Filmmakers Beck Cole, Chantelle Burgoyne, Dena Curtis, Richard Curtis, Mario Gaoa, Danielle MacLean, Miki Magasiva, Renae Maihi, Samuel Paynter, Tiraroa Reweti, Tracey Rigney and Tim Worrall answered this call with a chorus of resistance, survival, loss and hope. Thematically linked with a clear sense of purpose, We Are Still Here stands as a memorable work of political film activism. 

Read: We Are Still Here filmmaker Beck Cole: ‘It’s incredibly authentic’

The most striking thing about this film is how it interweaves the shorts, shifting back and forth between timelines and narratives. In doing so, the film embraces a circular concept of time and the interconnectedness of First Nations experiences in a way I’ve not previously seen on-screen.

In addition to directing Grog Shop, Beck Cole undertook the enormous task of weaving all eight shorts into one harmonised piece. The result is remarkably effortless to engage with; it’s never a struggle to remember what happened in an earlier scene or experience the complete emotional arc of a story. That in itself is an incredible feat for a film such as this. 

Give me more

Some shorts left me wanting more in the best way. In particular, Tim Worrall and Richard Curtis’ Te Puuru feels like it’s just waiting to be expanded into a sprawling coming-of-age tale of family, resistance and the immeasurable cost of war. Similarly, Renae Maihi’s The Bull & The RuRu, set during the Springbok Tour protests of 1981, presents a world and characters so rich and full it’s difficult to leave behind.

Other shorts, such as Samuel Nuggin-Paynter and Beck Coles’ Grog Shop and Miki Magasiva and Mario Gaoa’s The Uniform, beautifully balance heavy themes with sparkling breaths of humour.

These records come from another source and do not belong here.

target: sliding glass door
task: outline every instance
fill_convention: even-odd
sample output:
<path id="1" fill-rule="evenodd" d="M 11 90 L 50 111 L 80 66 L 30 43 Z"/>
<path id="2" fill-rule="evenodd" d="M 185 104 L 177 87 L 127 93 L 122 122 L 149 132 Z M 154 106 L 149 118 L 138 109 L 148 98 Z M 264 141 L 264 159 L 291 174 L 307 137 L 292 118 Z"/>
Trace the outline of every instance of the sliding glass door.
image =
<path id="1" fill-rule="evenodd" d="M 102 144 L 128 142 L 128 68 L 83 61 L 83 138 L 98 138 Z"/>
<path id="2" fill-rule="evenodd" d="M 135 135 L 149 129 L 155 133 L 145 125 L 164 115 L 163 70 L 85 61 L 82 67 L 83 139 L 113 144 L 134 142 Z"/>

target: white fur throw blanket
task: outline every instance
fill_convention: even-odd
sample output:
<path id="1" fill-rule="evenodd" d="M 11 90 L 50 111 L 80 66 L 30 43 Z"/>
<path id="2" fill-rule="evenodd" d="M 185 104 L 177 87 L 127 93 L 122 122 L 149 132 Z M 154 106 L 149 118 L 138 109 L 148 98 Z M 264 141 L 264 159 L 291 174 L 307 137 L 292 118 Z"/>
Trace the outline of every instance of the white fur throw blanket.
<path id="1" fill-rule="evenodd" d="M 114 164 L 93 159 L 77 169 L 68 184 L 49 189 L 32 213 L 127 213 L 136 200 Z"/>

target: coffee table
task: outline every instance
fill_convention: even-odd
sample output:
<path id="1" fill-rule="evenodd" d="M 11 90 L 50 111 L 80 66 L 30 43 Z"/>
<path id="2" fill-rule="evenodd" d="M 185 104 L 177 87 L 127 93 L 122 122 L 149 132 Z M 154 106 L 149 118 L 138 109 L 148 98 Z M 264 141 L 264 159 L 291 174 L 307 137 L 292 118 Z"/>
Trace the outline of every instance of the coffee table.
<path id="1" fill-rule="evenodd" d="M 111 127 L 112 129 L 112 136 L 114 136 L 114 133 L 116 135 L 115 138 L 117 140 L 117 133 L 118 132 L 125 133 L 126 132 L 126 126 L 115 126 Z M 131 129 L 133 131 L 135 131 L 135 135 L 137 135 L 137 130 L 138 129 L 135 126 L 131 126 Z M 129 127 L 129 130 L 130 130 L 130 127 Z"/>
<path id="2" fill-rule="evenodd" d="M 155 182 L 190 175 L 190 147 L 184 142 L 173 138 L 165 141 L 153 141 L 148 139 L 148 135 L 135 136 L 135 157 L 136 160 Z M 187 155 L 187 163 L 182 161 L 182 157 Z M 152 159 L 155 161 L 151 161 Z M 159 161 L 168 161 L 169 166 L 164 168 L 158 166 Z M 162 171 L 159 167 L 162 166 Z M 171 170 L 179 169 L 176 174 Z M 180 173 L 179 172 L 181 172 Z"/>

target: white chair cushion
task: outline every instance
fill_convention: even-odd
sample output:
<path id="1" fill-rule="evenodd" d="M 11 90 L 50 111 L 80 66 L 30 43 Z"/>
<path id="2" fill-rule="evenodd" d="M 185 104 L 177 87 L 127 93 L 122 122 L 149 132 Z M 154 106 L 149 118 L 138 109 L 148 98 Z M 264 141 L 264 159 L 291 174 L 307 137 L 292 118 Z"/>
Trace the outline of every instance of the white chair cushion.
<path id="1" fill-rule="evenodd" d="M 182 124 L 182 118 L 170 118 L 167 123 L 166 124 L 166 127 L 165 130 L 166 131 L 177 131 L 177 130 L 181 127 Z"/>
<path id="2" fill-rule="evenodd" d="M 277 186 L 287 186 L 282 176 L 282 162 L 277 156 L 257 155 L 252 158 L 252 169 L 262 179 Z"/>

While Tiraroa Reweti and Chantelle Burgoyne’s Blankets conjures a powerful image of First Nations youth stepping fearlessly into the future, it is ultimately Grog Shop that leaves us with the lightness of heart through which we can move forward. It’s in these lighter notes that the experience of watching We Are Still Here, in all its rousing political commentary and earnest reflection, feels like a journey of healing. 

Diversity and nuance

Just as BabaKiueria and my parents’ laughter shifted something in me as a child, the diversity and nuance of First Nations representation in We Are Still Here will no doubt create its own seismic shifts.

I was lucky enough to first see it at a Q&A session packed with an eager and appreciative audience, many of whom were First Nations. Listening to others share their passionate insights and interpretations of the film, embraced in a sense of community and shared experience that only existed because We Are Still Here created space for it, sparked another kind of bubbling joy … 

I’m grateful this film exists, grateful that anthologies can provide platforms for multiple underrepresented voices and grateful the filmmakers were able to exercise sovereignty in moulding We Are Still Here into something that feels authentic and new.

Perhaps unsurprisingly, I have also ended up a filmmaker and am indebted to those who continue to pave the wave forward. Similar to Clarence Ryan’s character swaggering away from the Grog Shop elated and with a cheeky grin, I left the cinema with a sense of forward momentum and excitement for the shifts that will continue to come.